In plants, over 90% of organic matter is produced through photosynthesis, which is the foundation of plant growth. Enhanced photosynthetic efficiency is key to promoting crop growth and improving yield and quality [64]. In our experiments, the fluorescence curves of tea plant leaves at different time points after AMHA treatment showed a significant increase in overall fluorescence values compared to the control. The pronounced rise in the fluorescence value at point P indicates that the AMHA application promoted electron transfer in the electron transport chain.

Analysis of the JIP-test parameters revealed that both ABS/CS_M and ET₀/CS_M in tea plant leaves treated with AMHA were significantly higher than in the control. This suggested that AMHA optimizes the structure of the antenna complexes and the efficiency of PSII reaction centers in capturing light energy, thereby increasing electron transport chain activity. The elevated values of Ψ_Eo and PI_ABS suggest that AMHA increased the number of active PSII reaction centers, thereby significantly improving the overall photosynthetic efficiency of PSII. Furthermore, the significant increases in φ_Ro and PItotal indicate that AMHA promoted electron transfer to PSI, thereby enhancing PSI photochemical efficiency. Taken together, these results demonstrate that AMHA improves the photochemical efficiency of both PSII and PSI, reflected in enhanced electron transport capacity throughout the photosynthetic chain. In addition, as reported in Ji et al. [26], we have conducted field trials and toxicity studies on AMHA application.
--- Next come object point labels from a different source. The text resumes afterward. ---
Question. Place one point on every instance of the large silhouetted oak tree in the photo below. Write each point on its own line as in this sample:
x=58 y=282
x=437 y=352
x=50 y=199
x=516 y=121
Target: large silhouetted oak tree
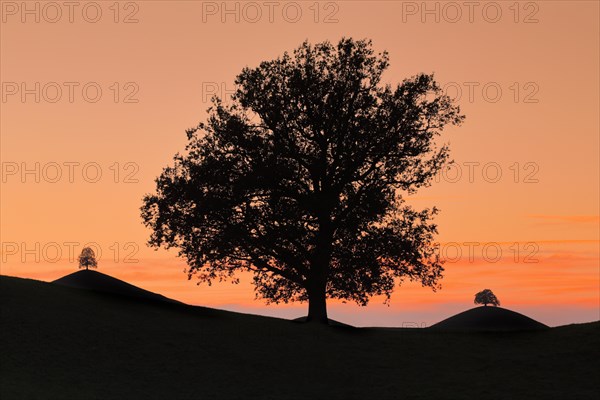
x=300 y=180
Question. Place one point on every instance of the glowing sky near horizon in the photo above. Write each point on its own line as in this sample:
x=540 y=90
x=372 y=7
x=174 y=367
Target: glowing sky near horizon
x=519 y=211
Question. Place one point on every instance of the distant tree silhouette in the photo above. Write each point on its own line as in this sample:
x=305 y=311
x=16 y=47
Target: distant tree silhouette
x=299 y=180
x=485 y=297
x=87 y=258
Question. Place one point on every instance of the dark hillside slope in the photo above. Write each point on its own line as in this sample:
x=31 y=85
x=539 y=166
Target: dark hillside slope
x=93 y=280
x=489 y=319
x=62 y=343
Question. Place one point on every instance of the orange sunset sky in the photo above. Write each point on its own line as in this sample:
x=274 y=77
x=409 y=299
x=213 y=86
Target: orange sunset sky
x=96 y=99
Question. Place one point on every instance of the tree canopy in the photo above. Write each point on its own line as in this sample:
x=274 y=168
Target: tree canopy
x=485 y=297
x=300 y=179
x=87 y=258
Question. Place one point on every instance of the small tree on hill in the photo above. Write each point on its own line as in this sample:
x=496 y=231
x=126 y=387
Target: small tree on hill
x=87 y=258
x=485 y=297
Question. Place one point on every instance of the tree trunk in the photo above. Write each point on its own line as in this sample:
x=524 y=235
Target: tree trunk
x=317 y=305
x=317 y=285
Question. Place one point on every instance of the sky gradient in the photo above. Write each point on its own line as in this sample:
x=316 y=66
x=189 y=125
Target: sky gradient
x=519 y=210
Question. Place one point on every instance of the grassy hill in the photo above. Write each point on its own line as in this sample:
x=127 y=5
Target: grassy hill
x=60 y=342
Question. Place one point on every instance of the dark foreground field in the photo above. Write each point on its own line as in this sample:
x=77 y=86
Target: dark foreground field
x=64 y=343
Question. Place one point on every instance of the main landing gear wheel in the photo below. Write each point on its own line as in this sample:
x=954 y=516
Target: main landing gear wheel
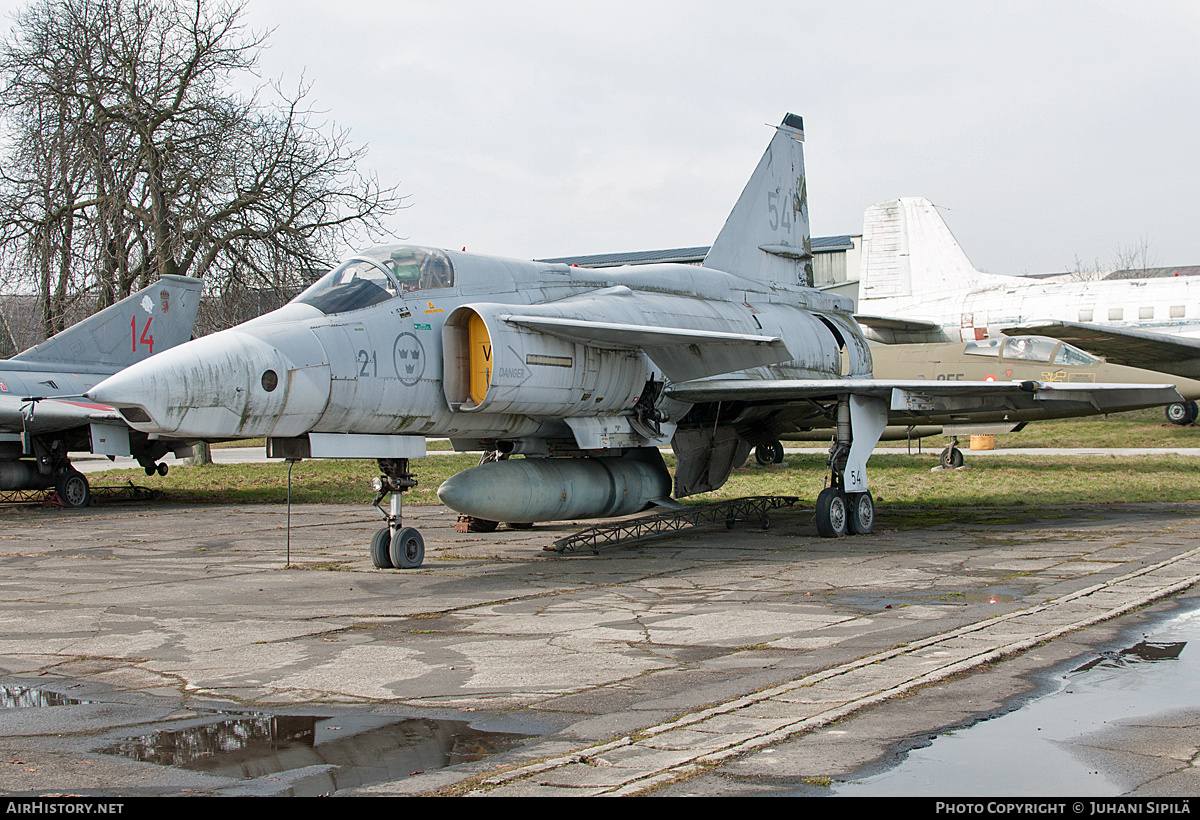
x=832 y=513
x=381 y=549
x=1182 y=412
x=771 y=453
x=407 y=549
x=952 y=458
x=861 y=509
x=72 y=488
The results demonstrate that AMHA exhibits low toxicity and poses minimal long-term environmental risk, supporting its safety for agricultural use.

5. Conclusions

In this study, the AMHA high-yielding strain NAU002-4 was screened from five wild-type strains of bacteria NAU002. Through single-factor experiments and orthogonal experiments, the optimal conditions for NAU002-4 to ferment and synthesize AMHA were confirmed to be: initial pH = 7.2, inoculation volume of 6%, stirring speed of 180 rpm, aeration rate of 350 L/h, optimal nitrogen source of 10 g/L corn steep liquor, and optimal precursor amino acid of 10 g/L threonine. Under these conditions, the AMHA concentration in the fermentation broth reached 504 mg/L. Moreover, we found that 0.75% ammonia water could effectively separate AMHA from other impurities, achieving a purity of 97.1%. Additionally, field trials revealed that treatment with AMHA could enhance photosynthesis in tea plant leaves, thereby promoting the growth of tea plants and confirming the growth-promoting activity of AMHA.

In conclusion, this study innovatively established a small-scale process for AMHA production based on the NAU002-4. The key fermentation parameters were optimized, and the plant growth-promoting activity of AMHA was demonstrated. This work provides a theoretical basis and technical support for the future practical application and production of AMHA.